What follows are noteworthy images and sections from the book. If you have never seen this book in all of its glory, you should check it out. Also, for those thinking about connections to The Negro Motorist Green Book, it was first published much later in 1936 by a man named Green. I did a search to see if there might be other “Red Books” and couldn’t find anything. If anyone has any more information, please share in the comments.

Sections of the book include schools with listings and addresses of each employee, as well as a focus on churches and their pastors. There is even a listing of clubs and lodges and all of the Black-owned businesses.

listing of Black-owned businesses

The man who took all or most of the images in the book was C.G. Harris.

Image of C.G. Harris posing with bike. "C.G. Harris, 'The Camera Man' The obliging and efficient official photographer of the Houston Red Book will answer calls by wheel and make photos anywhere in Harris or Galveston Counties. Satisfaction guaranteed. 811 San Felipe Street, Houston, Texas. Phone Preston 5960."
Caption reads: “C.G. Harris, ‘The Camera Man’ The obliging and efficient official photographer of the Houston Red Book will answer calls by wheel and make photos anywhere in Harris or Galveston Counties. Satisfaction guaranteed. 811 San Felipe Street, Houston, Texas. Phone Preston 5960.”

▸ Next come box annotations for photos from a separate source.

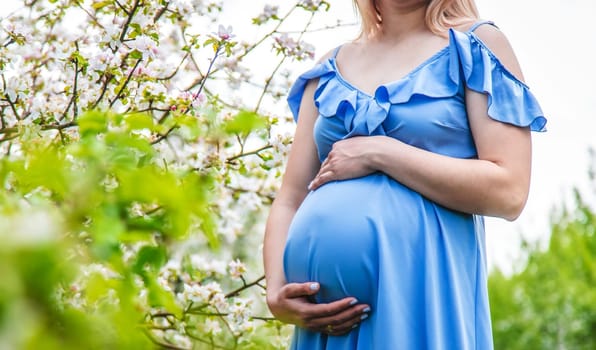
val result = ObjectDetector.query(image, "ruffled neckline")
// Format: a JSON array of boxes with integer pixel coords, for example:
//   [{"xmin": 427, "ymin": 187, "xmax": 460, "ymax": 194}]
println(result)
[
  {"xmin": 288, "ymin": 29, "xmax": 546, "ymax": 137},
  {"xmin": 327, "ymin": 45, "xmax": 449, "ymax": 98}
]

There are many images spread out of prominent African-Americans and images of their homes.

Caption reads: "Residence of Mrs. Annie Hagen, 609 Hobston Street"
Caption reads: “Residence of Mrs. Annie Hagen, 609 Hobston Street”

In a section called “Social Calendar,” there’s a listing of the mostly married women, their address, phone numbers, and short and long bios. Mrs. Annie Hagan above posing with her house is featured.

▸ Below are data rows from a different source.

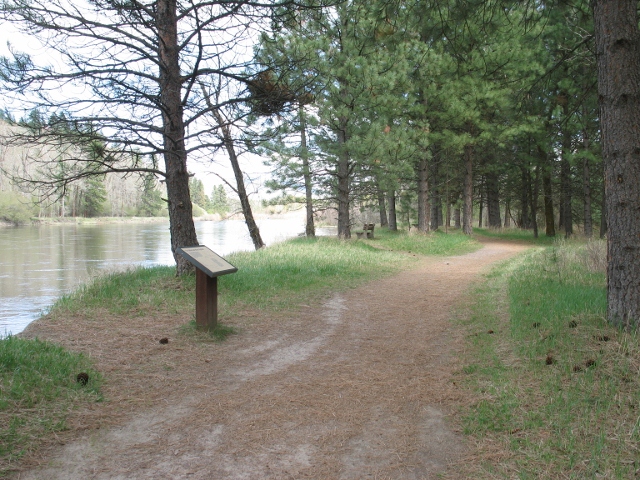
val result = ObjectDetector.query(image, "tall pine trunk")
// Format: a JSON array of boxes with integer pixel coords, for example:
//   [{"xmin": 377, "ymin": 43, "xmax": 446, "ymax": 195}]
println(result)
[
  {"xmin": 417, "ymin": 158, "xmax": 429, "ymax": 232},
  {"xmin": 336, "ymin": 123, "xmax": 351, "ymax": 239},
  {"xmin": 387, "ymin": 190, "xmax": 398, "ymax": 232},
  {"xmin": 486, "ymin": 171, "xmax": 502, "ymax": 228},
  {"xmin": 538, "ymin": 146, "xmax": 556, "ymax": 237},
  {"xmin": 593, "ymin": 0, "xmax": 640, "ymax": 328},
  {"xmin": 462, "ymin": 145, "xmax": 473, "ymax": 235},
  {"xmin": 520, "ymin": 166, "xmax": 531, "ymax": 229},
  {"xmin": 156, "ymin": 0, "xmax": 198, "ymax": 275},
  {"xmin": 529, "ymin": 165, "xmax": 540, "ymax": 238},
  {"xmin": 376, "ymin": 181, "xmax": 389, "ymax": 227},
  {"xmin": 560, "ymin": 93, "xmax": 573, "ymax": 238},
  {"xmin": 213, "ymin": 109, "xmax": 265, "ymax": 250},
  {"xmin": 582, "ymin": 127, "xmax": 593, "ymax": 238},
  {"xmin": 478, "ymin": 185, "xmax": 484, "ymax": 228},
  {"xmin": 299, "ymin": 104, "xmax": 316, "ymax": 237},
  {"xmin": 431, "ymin": 161, "xmax": 442, "ymax": 230}
]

Text describing the lift of Mrs. Annie Hagen

Throughout the book, there are profiles of notable African-American men.

Images of Ned Eastman Barnes, drawing of railway track brace, biography of Barnes.

While many of the homes profiled in the book are gone. Here is one that still exists and has an historical marker.

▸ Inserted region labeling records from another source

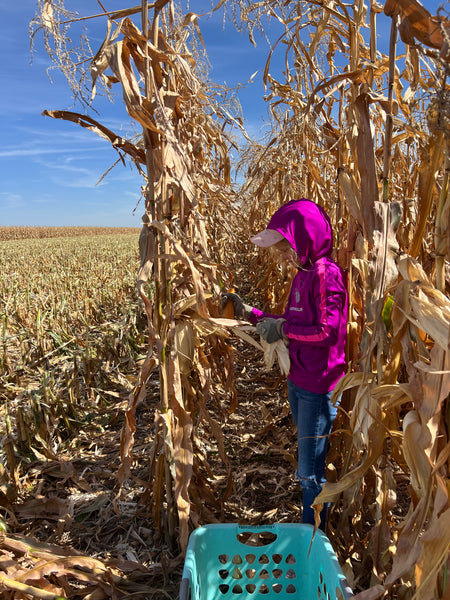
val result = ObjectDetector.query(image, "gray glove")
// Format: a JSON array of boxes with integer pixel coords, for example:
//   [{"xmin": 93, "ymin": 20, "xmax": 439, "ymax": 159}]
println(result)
[
  {"xmin": 256, "ymin": 318, "xmax": 286, "ymax": 344},
  {"xmin": 221, "ymin": 292, "xmax": 253, "ymax": 320}
]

Residence of Rev. N. P. Pullum, images of Rev. Pullum and wife, and child
1319 Andrews Street
Current home via Google Maps
Images via Google Maps

Finally, one of the most harrowing images is of former slaves, living in Houston. Some of the ages are off, but it makes sense why some would not have known their years of birth.

Caption reads: "A Few Harris County Survivors of Ante-Bellum Days. Left to right, Name and ages--Standing: Toney Robinson, 88; John Butler, 72; Andy Robinson; Aaron Thompson, 102; Ben Moses, 65; Rev. Cummings, 71; James Steward, 70; Henry Williams. Seated Wash. Williams, 75; Martha Antone; Rebecca Lawrence, 89; Sam Toran, 124; Ben Holmes, 116; Mandy Harris, 93; Clara Roberts, 94; Malvin Williams, 59; Viola Wallace, 80."
Caption reads: “A Few Harris County Survivors of Ante-Bellum Days. Left to right, Name and ages–Standing: Toney Robinson, 88; John Butler, 72; Andy Robinson; Aaron Thompson, 102; Ben Moses, 65; Rev. Cummings, 71; James Steward, 70; Henry Williams. Seated Wash. Williams, 75; Martha Antone; Rebecca Lawrence, 89; Sam Toran, 124; Ben Holmes, 116; Mandy Harris, 93; Clara Roberts, 94; Malvin Williams, 59; Viola Wallace, 80.”